Source : NYU.edu

Tapping into the human brain to understand its functions in daily life — as well as its malfunctions in illness — has long been a challenge for researchers. Mapping brain activity requires unwieldy, invasive arrays of electrodes and sensors that can damage tissue while only reading activity in a limited area.

Jonathan Viventi, an assistant professor at NYU Tandon and New York University (NYU), co-led a team of researchers to devise a streamlined, minimally invasive brain interface that may yield new insights into the causes of brain diseases like epilepsy, as well as usher in a new generation of implantable neuroprosthetic and diagnostic devices.

At the core of the research is a novel, implantable electrode array integrating ultrathin, flexible silicon transistors capable of sampling large areas of the brain with minimal wiring.

The findings are published in the December issue of Nature Neuroscience. Co-authors include the study’s senior author Brian Litt of the University of Pennsylvania and John Rogers of the University of Illinois at Urbana-Champaign. The technology has been licensed to mc10, a Boston-area company delivering flexible electronics for industrial and biomedical applications.

Current efforts to record or stimulate brain activity are limited by the need to wire each individual sensor at the electrode-tissue interface. The resulting mass of leads is cumbersome and renders a high-resolution map of large areas logistically impossible.

This new approach enables dense arrays of thousands of multiplexed sensors that provide unprecedented spatial resolution — more than 400 times the current level — with a fraction of the wires. In experiments, just 39 wires were required for 360 electrodes.  The design can be readily scaled to thousands of electrodes, while maintaining a small number of wires. The arrays are also non-penetrating and, unlike current techniques, cause little or no damage to fragile brain tissue. The use of flexible silicon also allows active circuitry to be built right on the brain surface.

Viventi explains that “the circuits we’re familiar with are built on rigid silicon, which doesn’t conform to the body.
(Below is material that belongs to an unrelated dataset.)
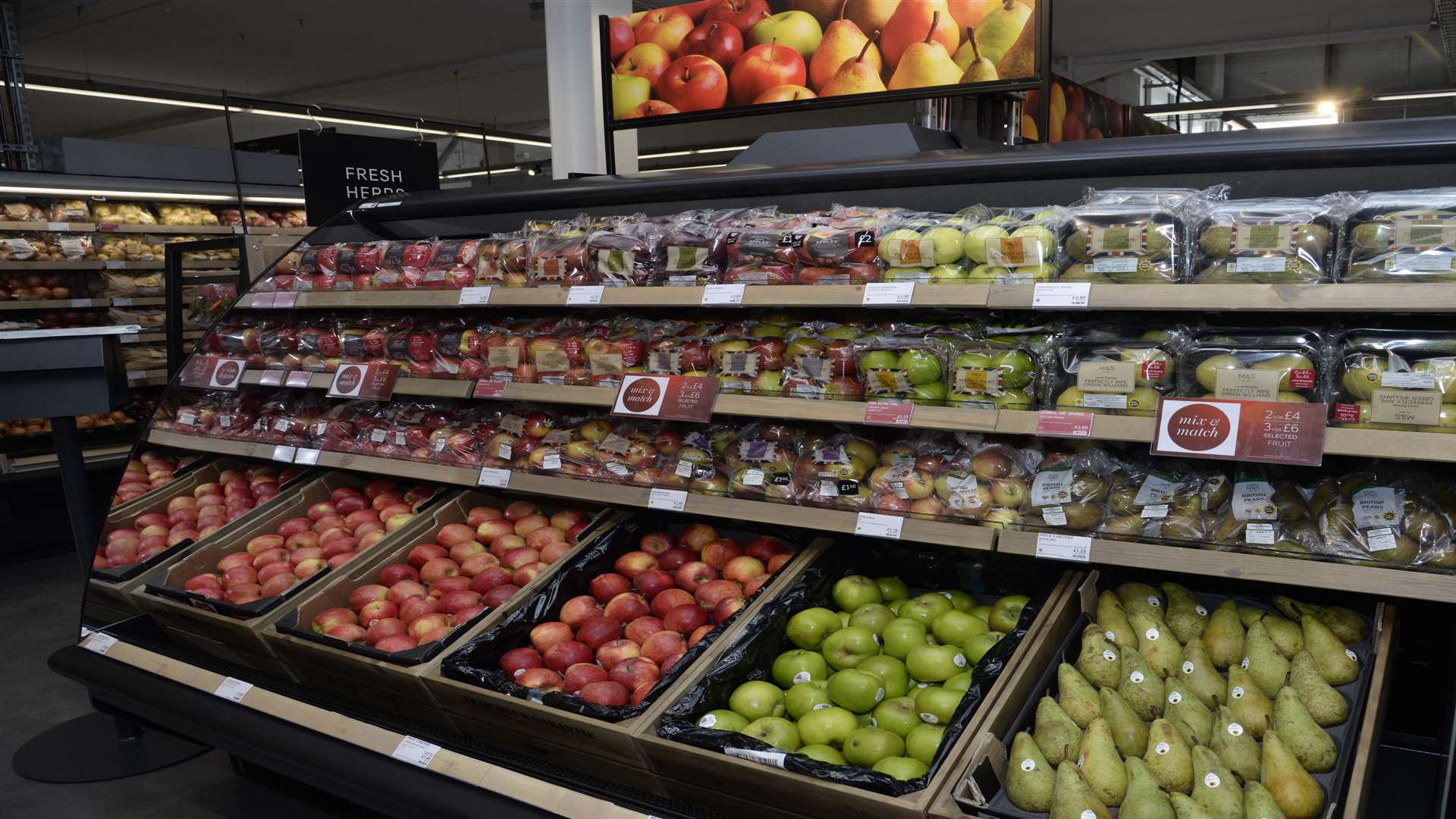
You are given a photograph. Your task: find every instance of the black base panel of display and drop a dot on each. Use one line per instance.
(325, 763)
Ultrathin silicon retains its performance while being flexible, and is much better suited to implantable devices. It’s the difference between a piece of paper and a piece of 2×4 lumber — same material, dramatically different properties.”

In experiments, the research team deployed their system to record various types of brain activity in animals, including sleep and visual responses and observation of the brain during an epileptic seizure. Their techniques may improve understanding of what causes epilepsy and lead to implantable technologies to stop or prevent seizures in patients.

The researchers believe this is the first reported use of ultrathin, flexible silicon in a brain interface device.

The research also holds promise for other medical applications, including dramatic improvements in existing implantable devices such as cardiac pacemakers and defibrillators, cochlear and retinal implants and motor prosthetic systems.

The longer-term goal is to configure these implantable arrays for use anywhere in the body, equipped with wirelessly controlled sensors capable of multiple functions such as recording, stimulating and ablating.

Viventi is a member of the Electrical and Computer Engineering Department at NYU-Tandon and the Center for Neural Science at NYU. The research was conducted with support from the U.S. National Institutes of Health’s National Institute of Neurological Disorders and Stroke and itsNational Heart, Lung, and Blood Institute; the National Science Foundation; the U.S. Department of Energy Division of Materials Sciences; Citizens United for Research in Epilepsy; and the Dr. Michel and Mrs. Anna Mirowski Discovery Fund for Epilepsy Research.